So schnell kann es umschlagenZur Ruhigstellung wird mir dann das komplette Bein eingegipst und um kurz vor 23 Uhr hilft mir Armstrong, der bis jetzt vor dem Notfall auf uns gewartet hat!, wieder in sein Auto. Wie um Himmelswillen komme ich nur auf unsere Vairea, geht es mir durch den Kopf. Die Lösung ist unglaublich! Da sind plötzlich ganz viele Männer die mich hochheben und auf Kommando von Mr. Beanz werde ich ganz sanft auf das Motorboot verladen. Armstrong hält mir auf der gesamten Fahrt wie eine Mama tröstend die Hand. Genauso organisiert geht es dann vom Motorboot auf unseren Katamaran.
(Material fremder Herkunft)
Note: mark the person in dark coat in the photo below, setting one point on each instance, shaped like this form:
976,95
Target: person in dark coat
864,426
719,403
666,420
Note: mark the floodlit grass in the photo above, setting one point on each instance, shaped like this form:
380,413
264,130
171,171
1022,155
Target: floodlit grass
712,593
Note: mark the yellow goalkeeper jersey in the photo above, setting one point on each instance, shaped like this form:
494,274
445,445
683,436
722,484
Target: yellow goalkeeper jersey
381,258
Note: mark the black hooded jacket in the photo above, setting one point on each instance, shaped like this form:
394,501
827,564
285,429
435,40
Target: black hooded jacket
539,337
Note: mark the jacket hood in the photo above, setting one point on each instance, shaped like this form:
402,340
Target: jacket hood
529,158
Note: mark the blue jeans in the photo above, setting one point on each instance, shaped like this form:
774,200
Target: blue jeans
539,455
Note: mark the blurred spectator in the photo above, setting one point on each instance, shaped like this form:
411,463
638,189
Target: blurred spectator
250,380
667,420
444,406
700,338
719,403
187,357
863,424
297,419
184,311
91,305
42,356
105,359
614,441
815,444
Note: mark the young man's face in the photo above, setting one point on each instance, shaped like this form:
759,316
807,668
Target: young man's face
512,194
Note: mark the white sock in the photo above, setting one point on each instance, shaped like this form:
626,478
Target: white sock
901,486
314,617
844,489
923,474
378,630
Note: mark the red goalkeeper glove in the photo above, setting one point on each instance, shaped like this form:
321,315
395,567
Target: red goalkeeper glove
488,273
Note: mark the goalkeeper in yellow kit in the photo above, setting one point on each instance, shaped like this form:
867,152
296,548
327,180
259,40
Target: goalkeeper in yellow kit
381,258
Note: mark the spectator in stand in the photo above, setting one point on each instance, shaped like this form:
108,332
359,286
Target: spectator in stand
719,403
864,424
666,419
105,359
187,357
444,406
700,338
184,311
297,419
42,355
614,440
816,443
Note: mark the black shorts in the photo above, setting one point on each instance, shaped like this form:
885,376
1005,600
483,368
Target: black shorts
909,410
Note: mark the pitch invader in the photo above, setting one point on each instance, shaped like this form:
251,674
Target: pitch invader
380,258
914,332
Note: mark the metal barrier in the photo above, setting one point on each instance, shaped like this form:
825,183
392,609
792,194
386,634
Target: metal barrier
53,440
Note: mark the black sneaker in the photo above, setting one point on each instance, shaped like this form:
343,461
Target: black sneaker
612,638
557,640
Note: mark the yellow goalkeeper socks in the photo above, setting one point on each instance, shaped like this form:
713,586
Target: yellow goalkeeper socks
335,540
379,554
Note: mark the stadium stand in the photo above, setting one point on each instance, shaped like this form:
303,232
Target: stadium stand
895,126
Bis wir Richtung Martinique aufbrechen, wird Mr. Beanz jeden Tag vorbeischauen, ob wir etwas brauchen und wie es mir geht. Unglaublich und berührend, diese Hilfsbereitschaft!

Zurück nach Martinique

Am Dienstag ganz früh ist es dann soweit, die Prognosen lassen eine einigermassen angenehme Fahrt nach Martinique zu. Wir versprechen Mr. Beanz uns sofort mit News zu melden, dann legen wir ab. Für den Skipper wird es ein anstrengender Törn, ist sein First Mate doch auf dieser Fahrt ausser Gefecht. Um 17 Uhr ist Vairea dann gut in der Marina Etang Z´abricots festgemacht und wir heilfroh angekommen zu sein.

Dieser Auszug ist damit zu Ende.